Black Women in History: Julie Dash

JULIE DASH
Photo: Image courtesy of Timothy Hiatt/Getty Images

Julie Ethel Dash (born October 22, 1952) is an American film director, writer and producer. Dash received her MFA in 1985 at the UCLA Film School and is one of the graduates and filmmakers known as the L.A. Rebellion. After she had written and directed several shorts, her 1991 feature Daughters of the Dust became the first full-length film directed by an African-American woman to obtain general theatrical release in the United States.

Daughters of the Dust is a fictionalized telling of her father's Gullah family who lived off the coast of the Southeastern United States. The film features black women's stories, striking visuals shot on location and a non-linear narrative. It's included in the National Film Registry of the Library of Congress for its cultural, historical and aesthetic significance. “Dash has written two books on Daughters of the Dust—a "making of" history co-written with Toni Cade Bambara and bell hooks, and a sequel, set 20 years after the film's story.

Daughters of the Dust was named one of the most significant films of the last 30 years, by IndieWire.
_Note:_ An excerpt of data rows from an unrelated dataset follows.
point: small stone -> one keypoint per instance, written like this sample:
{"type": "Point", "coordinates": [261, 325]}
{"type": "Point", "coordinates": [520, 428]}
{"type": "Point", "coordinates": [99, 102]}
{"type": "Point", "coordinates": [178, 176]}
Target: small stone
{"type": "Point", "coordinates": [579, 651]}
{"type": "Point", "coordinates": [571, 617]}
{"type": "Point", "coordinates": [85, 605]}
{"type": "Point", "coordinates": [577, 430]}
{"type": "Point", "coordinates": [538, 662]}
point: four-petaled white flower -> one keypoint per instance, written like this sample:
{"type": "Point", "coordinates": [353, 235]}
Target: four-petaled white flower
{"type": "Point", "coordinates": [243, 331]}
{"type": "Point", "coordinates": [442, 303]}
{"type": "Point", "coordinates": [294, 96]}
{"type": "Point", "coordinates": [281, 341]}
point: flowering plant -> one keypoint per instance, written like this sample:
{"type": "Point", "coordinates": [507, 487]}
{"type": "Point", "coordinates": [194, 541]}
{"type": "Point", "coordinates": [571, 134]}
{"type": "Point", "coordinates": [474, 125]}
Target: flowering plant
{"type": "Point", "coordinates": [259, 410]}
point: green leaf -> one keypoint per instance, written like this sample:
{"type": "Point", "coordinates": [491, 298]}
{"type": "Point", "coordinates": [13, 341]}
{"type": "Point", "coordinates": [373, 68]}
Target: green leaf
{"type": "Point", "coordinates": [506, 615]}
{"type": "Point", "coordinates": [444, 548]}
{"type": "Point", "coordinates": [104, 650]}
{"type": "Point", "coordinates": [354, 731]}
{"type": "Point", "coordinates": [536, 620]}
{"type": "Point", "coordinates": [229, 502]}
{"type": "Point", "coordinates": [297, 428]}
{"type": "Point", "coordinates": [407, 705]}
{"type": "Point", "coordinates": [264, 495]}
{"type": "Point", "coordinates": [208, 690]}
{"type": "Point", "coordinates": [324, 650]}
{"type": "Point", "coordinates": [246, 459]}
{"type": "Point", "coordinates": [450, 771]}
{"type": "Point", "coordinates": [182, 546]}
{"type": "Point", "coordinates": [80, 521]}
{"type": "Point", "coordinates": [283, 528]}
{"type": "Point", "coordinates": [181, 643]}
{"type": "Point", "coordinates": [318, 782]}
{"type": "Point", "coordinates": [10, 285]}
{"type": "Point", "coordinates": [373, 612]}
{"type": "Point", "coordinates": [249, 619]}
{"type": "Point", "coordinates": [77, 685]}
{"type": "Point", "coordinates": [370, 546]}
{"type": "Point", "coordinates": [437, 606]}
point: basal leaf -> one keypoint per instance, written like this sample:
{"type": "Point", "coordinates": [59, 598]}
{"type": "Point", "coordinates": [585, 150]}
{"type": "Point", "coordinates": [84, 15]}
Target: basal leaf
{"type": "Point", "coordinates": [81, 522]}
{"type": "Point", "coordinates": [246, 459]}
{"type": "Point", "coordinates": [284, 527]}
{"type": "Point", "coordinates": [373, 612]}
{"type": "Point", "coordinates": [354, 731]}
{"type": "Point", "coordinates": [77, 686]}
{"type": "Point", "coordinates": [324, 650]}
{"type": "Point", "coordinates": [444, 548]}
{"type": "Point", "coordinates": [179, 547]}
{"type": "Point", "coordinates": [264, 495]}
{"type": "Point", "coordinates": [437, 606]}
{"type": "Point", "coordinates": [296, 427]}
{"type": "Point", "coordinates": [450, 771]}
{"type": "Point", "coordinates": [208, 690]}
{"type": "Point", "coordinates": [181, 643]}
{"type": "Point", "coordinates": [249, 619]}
Dash has worked in television since the late 1990s. Her television movies include Funny Valentines (1999), Incognito(1999), Love Song (2000), and The Rosa Parks Story (2002), starring Angela Bassett. The National Underground Railroad Freedom Center commissioned Dash to direct Brothers of the Borderland in 2004, as an immersive film exhibit narrated by Oprah Winfrey following the path of women gaining freedom on the Underground Railroad. In 2017, Dash directed episodes of Queen Sugar on the Oprah Winfrey Network.

At the 2019 Sundance Film Festival, it was announced Dash's next project will be a biopic of civil rights icon Angela Davis, to be produced by Lionsgate.